On 18 October 2022, he was elected Joint Secretary of the BCCI and a member of the Apex Council of the Premier Sports Organization of the world. During his tenure as Secretary of BCCI, he participated in several administrative initiatives under the leadership of Jay Shah.

== Role at Guwahati Sports Association (GSA) ==
On 6 May 2023, Saikia was elected General Secretary of the Guwahati Sports Association (GSA). In this role, he oversaw the drafting and adoption of a revised constitution to introduce organisational reforms. Within two months, the new constitution was implemented, after which the existing body resigned and a new one was elected under the updated framework, with Saikia retaining his position for a four-year term.

In the early months of his tenure, Saikia helped introduce age-group football tournaments aimed at supporting youth development in Guwahati. The GSA launched the Youth and Kids League for players in the Under-7, Under-9, Under-11, Under-13, Under-15 and Under-17 categories. The association also separated club teams from office teams in the GSA league and restructured the league into A, B and C divisions, replacing the earlier Super League format.

He also contributed to the introduction of the Guwahati Premier Football League, a tournament designed to enhance competitive football among local clubs and institutions, which drew significant attendance at Judges' Field in its inaugural year.
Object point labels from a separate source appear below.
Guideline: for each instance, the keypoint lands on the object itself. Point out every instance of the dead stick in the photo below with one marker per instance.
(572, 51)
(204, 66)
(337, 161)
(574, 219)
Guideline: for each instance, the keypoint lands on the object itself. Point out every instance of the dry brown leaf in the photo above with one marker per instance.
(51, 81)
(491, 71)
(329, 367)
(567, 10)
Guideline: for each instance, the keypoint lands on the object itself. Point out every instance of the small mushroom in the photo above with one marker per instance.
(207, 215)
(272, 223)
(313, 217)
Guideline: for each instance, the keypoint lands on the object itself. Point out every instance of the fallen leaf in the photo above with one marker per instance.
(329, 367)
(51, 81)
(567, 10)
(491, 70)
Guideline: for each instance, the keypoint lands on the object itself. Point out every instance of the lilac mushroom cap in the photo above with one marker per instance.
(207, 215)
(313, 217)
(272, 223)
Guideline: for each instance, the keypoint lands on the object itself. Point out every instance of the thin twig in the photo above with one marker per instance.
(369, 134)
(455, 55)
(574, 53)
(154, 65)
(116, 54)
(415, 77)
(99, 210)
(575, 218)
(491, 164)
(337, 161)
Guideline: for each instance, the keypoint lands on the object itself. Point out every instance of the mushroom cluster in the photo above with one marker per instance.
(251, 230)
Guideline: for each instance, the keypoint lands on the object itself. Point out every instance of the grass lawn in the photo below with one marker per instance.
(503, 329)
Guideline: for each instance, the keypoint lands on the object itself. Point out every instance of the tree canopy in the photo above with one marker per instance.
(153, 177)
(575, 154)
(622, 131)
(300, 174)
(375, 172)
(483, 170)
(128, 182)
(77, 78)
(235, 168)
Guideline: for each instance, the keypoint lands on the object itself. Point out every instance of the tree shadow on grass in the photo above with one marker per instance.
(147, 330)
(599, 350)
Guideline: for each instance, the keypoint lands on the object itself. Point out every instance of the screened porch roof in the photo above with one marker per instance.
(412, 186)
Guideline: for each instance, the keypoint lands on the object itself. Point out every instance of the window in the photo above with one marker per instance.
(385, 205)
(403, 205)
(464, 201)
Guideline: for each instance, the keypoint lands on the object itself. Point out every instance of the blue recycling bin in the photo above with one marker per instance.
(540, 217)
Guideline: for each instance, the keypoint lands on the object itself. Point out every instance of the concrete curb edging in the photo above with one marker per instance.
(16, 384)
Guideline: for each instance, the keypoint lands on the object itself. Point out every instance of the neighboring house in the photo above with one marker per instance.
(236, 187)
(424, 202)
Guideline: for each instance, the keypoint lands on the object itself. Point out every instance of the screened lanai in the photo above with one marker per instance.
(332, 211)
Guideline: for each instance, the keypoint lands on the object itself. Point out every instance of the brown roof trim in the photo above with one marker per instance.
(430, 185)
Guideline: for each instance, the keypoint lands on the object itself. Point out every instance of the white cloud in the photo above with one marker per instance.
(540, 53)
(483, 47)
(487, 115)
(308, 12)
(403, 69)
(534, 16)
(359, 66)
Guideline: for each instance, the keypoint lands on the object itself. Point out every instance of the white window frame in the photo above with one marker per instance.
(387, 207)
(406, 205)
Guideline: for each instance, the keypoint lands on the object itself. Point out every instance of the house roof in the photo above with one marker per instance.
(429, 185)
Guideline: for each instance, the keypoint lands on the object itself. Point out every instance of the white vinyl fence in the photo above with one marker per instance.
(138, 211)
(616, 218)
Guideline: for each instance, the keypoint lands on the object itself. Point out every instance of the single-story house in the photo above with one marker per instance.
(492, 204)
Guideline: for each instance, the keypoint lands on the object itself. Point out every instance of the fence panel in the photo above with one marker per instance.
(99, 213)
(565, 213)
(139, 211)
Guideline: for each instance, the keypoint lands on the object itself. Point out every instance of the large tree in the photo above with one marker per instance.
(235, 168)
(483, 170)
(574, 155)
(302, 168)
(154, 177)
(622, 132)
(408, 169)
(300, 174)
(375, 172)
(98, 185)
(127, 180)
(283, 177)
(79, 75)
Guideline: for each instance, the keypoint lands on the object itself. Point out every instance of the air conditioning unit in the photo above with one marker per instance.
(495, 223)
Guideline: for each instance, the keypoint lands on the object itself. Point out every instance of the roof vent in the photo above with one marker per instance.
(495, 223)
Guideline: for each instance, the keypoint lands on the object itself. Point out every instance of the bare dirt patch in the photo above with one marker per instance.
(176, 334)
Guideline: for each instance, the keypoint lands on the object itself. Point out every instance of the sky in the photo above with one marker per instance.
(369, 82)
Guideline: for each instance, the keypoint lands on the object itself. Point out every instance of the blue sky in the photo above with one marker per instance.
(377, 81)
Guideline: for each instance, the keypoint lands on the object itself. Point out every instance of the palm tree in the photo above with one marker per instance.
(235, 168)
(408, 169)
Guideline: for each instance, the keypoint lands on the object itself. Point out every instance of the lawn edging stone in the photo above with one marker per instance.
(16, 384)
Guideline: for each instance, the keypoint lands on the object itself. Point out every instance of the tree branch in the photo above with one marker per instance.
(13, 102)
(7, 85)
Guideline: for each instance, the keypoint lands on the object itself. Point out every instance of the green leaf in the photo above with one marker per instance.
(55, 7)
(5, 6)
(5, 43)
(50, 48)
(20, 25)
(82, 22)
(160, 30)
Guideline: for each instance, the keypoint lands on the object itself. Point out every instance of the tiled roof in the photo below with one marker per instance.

On 27 September, Saikia announced that the iconic Bordoloi Trophy football tournament would be revamped and held in a new format from January 2025. The planned three-month event is expected to include more than 5,600 players representing 284 clubs from across Assam.

== Other activities ==
Saikia has undertaken several long-distance motorcycle journeys both within India and abroad, including Route 66 in the United States (2024), Spiti Valley (2023), Ladakh (2016), Southern Thailand, and parts of France (1998).

He has also completed high-altitude treks, including Everest Base Camp (2019), Annapurna Base Camp (2022), Dzongri (2015), and Sandakpu (2001).

In 2017, he undertook an expedition to the North Pole.

On 14 October 2025, Saikia delivered a TEDx Talks at TEDx Royal Global University, discussing his journey in cricket.